I have had other family members (close and/or distant) with self-destructive behaviors too. Fighting, terrible explosive anger, substance abuse, risky behavior including gambling and promiscuity, etc. It has led to them losing jobs, losing some of their family, and/or losing their money among other things. It has put some into financial ruin. the anger, loss of control or self-destructive behavior they have may make them feel good for a moment, but it creates terrible damage in many ways.

Self-harm is also part of this too. One of my brothers attempted suicide many years ago. Luckily he survived, but that and of course is self-destruction. Another close family member was so involved in lying, story telling, and exaggeration that it crushed his relationships and career aspects. I remember him telling his stories when I was a kid…and his stories never stopped and he kept telling them as he aged. I think he lost track of how to even tell the truth and what the truth was.

Over my years I have worked with and/or met people that have been self-destructive as well. I have had employees who did not like a certain task at work, and one started yelling, showing his anger and in effecting ending his career. I mentored someone at SCORE who yelled at us mentors (who were just trying to help) and stormed out of the office. He blamed us for his business struggling and tried to pass accountability of his own failures to us. Even though we only met him three times and his business was in operation for 10 years. His self-destruction was failing to take action, no accountability, and his anger. These examples hurt their career prospects and therefore potential earnings.

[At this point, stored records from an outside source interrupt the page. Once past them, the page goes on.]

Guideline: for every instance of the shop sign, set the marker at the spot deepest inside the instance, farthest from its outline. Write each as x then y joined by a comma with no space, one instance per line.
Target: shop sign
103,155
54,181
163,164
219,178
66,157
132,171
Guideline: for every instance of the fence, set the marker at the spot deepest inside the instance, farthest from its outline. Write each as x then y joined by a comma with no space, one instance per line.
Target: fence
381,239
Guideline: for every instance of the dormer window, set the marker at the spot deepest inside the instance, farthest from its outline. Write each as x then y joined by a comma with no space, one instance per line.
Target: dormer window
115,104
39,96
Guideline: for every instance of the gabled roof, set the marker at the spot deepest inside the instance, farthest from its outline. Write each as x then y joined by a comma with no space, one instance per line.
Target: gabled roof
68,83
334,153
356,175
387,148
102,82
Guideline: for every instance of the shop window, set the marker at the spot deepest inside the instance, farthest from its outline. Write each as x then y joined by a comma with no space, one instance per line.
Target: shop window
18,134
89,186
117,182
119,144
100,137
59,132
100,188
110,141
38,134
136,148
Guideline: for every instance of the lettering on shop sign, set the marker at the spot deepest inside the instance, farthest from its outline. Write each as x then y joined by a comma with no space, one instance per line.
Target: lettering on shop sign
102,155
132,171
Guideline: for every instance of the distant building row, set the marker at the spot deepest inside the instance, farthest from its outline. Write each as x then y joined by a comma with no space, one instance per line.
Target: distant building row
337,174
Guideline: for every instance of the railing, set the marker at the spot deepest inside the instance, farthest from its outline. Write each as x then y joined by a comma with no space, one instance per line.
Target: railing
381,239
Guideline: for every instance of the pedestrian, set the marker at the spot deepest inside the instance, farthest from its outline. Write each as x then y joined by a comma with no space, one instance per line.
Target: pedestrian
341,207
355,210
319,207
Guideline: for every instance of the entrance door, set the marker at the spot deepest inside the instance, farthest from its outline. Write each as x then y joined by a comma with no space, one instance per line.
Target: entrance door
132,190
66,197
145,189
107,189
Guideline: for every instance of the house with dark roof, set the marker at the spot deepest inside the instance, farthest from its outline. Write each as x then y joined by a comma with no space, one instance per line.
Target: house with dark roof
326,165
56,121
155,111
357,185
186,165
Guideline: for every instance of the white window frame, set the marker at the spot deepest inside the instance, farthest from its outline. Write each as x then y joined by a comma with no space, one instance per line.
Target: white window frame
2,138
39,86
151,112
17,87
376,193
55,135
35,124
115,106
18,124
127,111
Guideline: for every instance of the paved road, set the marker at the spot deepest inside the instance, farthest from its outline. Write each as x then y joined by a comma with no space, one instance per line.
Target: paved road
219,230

Probably the most frequent types of self-destruction I have encountered in my life are anger, substance abuse, failure to take action, love and pursuit of material goods, lying, and fighting. I have been exposed/witnesses the most of that than anything else in my life. I have witnessed it as a kid growing up with family and today, as an adult. The results of this behaviors includes people running up their debts, job loss, financial loss, and relationships/friendships/family being torn apart. What have others witnessed in their life in regards to self-destruction. and what was the impact to the behavior?